Is there any explanation for the repetitions after decimal point on divisions like 24/7
I was trying to divide 24 by 7 using a pen and a paper.
After I had no more space on my checkerboard paper, I decided to put it on a calculator.
The calculator returned 3.428571428571429 and I noticed it rounded up the last ( an 8 became 9) digit so the algorithm could stop.
But in my accounts the number is 3.428571428571428571428571428571...
So I calculated it on a high precision calculator, and I noticed the pattern 857142 will repeat indefinitely.
I already knew this can happen when you do such divisions, now I always wondered myself and asked my teachers but never got an answer to why the numbers repeat themselves. I mean, I could have a whole sort of random numbers and that'd be ok, I just wonder why they have this pattern.
Is there any article or study on that so I can read it?
When you do the long division for $a/b$, at each decimal, you end up with a remainder which is in the range $0,1,2,\dots,b-1$. That means, at some point, you must get a repeated remainder. But once you get a repeated remainder, you start getting repeated digits.
One thing to note - terminating decimals are also "repeating" - they just repeat $0$.
Any decimal expansion that eventually repeats can be written as a fraction. For example, if:
$$x=0.1295343434\dots$$
Then:
$$\begin{align}10000x&=1295.343434\dots\\ 1000000x&=129534.3434\dots\end{align}$$
Subtracting, and you get:
$$990000x = 129534-1295 = 128239$$
There is more going on, which is mostly concerned with "elementary number theory."
For example, if $p$ is prime, then $\frac{a}{p}$ will always have a repeating decimal expansion with repetitions of some length which is a divisor of $p-1$. For example, $p=7$ means any $\frac{a}{7}$ will have a repetition of length $6$. $\frac{a}{13}$ has a repetition of length $6$, also. $\frac{a}{17}$ has a repetition of length $16$. $37$ has a repetition of length $3$ which divides $36$.
The answer is: long division.
Do the long division and you'll see 'an explanation for the repetitions after decimal point' yourself. :)

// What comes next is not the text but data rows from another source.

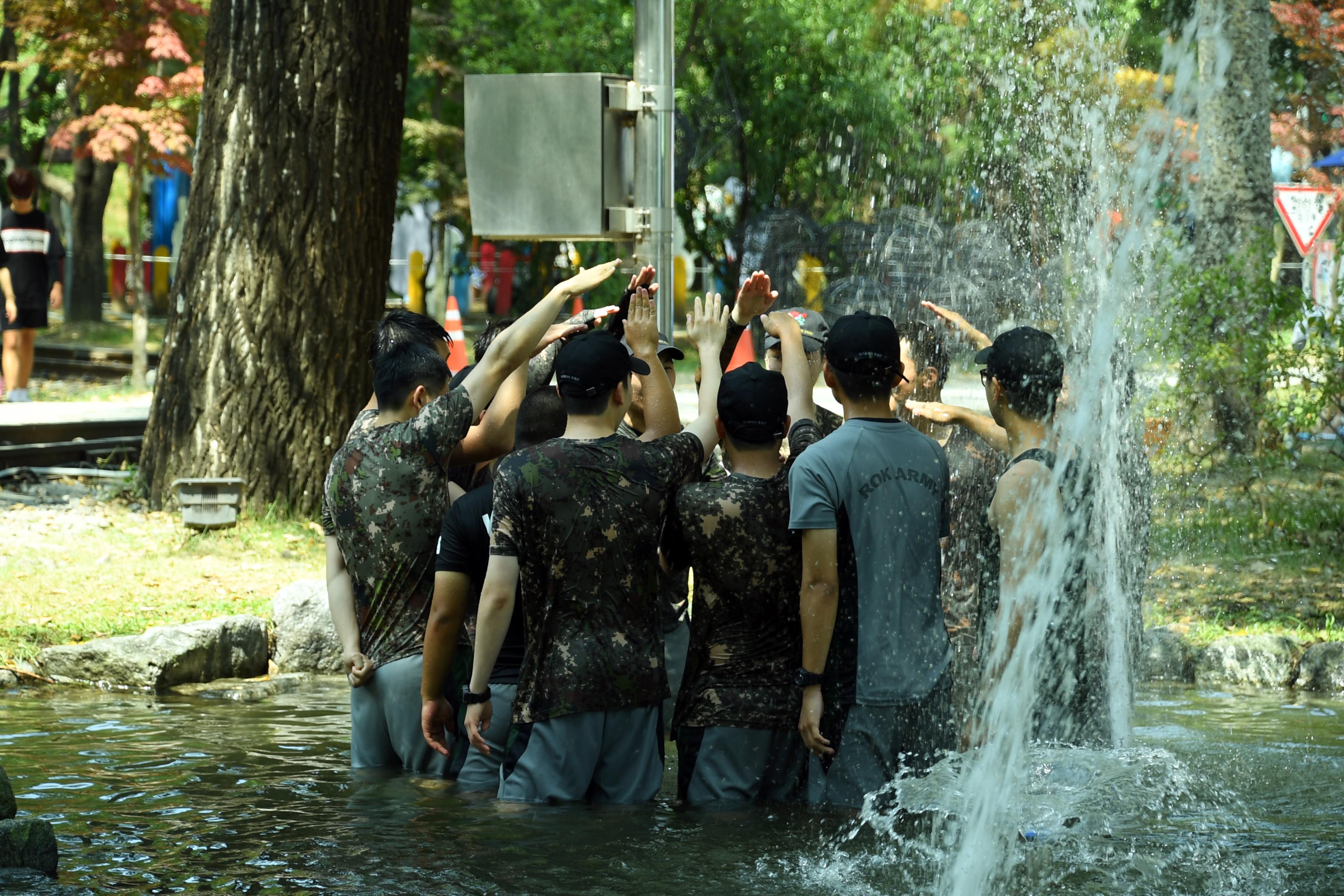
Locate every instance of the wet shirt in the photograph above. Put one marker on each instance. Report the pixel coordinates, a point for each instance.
(385, 499)
(883, 487)
(464, 546)
(745, 636)
(30, 248)
(584, 518)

First of all $$ \frac{24}{7} = \frac{3 \cdot 7 + 3}{7} = 3 + \frac{3}{7}, $$ so let me answer why $$ \frac{3}{7} = 0.428571\,428571\,428571\,428571\,428571 \cdots $$ Let $$ \begin{align} x &= 0.428571 \\ &+ 0.000000\,428571 \\ &+ 0.000000\,000000\,428571 \\ &+ 0.000000\,000000\,000000\,428571 \\ &+ 0.000000\,000000\,000000\,000000\,428571 \\ &\phantom{\;\;}\vdots \\ &= \frac{428571}{1000000^1} + \frac{428571}{1000000^2} + \frac{428571}{1000000^3} + \frac{428571}{1000000^4} + \frac{428571}{1000000^5} +\cdots \end{align} $$ with each additional term being a million times smaller than the previous. Convince yourself that $$ 1\,000\,000 x = 428\,571 + x $$ or that $$ 999\,999 x = 428\,571. $$
So, it turns out that $$ x = \frac{428\,571}{999\,999} = \frac{3}{7}. $$
Why did this work? If you consider the list of numbers of the form $$ \begin{align} 9 &= 10^1 - 1 \\ 99 &= 10^2 - 1 \\ 999 &= 10^3 - 1 \\ 9\,999 &= 10^4 - 1 \\ 99\,999 &= 10^5 - 1 \\ 999\,999 &= 10^6 - 1 \\ &\vdots \end{align} $$ eventually $7$ will divide one of them (without remainder). Does $7$ divide $9$? No. Does $7$ divide $99$? No. $\dots$ Does $7$ divide $999\,999$ Yes! $$ 999\,999 = 7 \cdot 142\,857 $$ so $$ \frac{3}{7} = \frac{3 \cdot 142\,857}{7 \cdot 142\,857} = \frac{428\,571}{999\,999} $$ and the repeating block of the decimal expansion is $428571$. For any fraction $\frac{a}{b}$, find a number of the form $10^N - 1$ ($N$ many $9$s) that is a multiple of $b$, and this is always possible! Say that $b \cdot r = 10^N - 1$ on the nose; then $$ \frac{a}{b} = \frac{a \cdot r}{10^N - 1}, $$ so the string of $N$ digits that make up $a \cdot r$ forms the repeating block in the decimal expansion.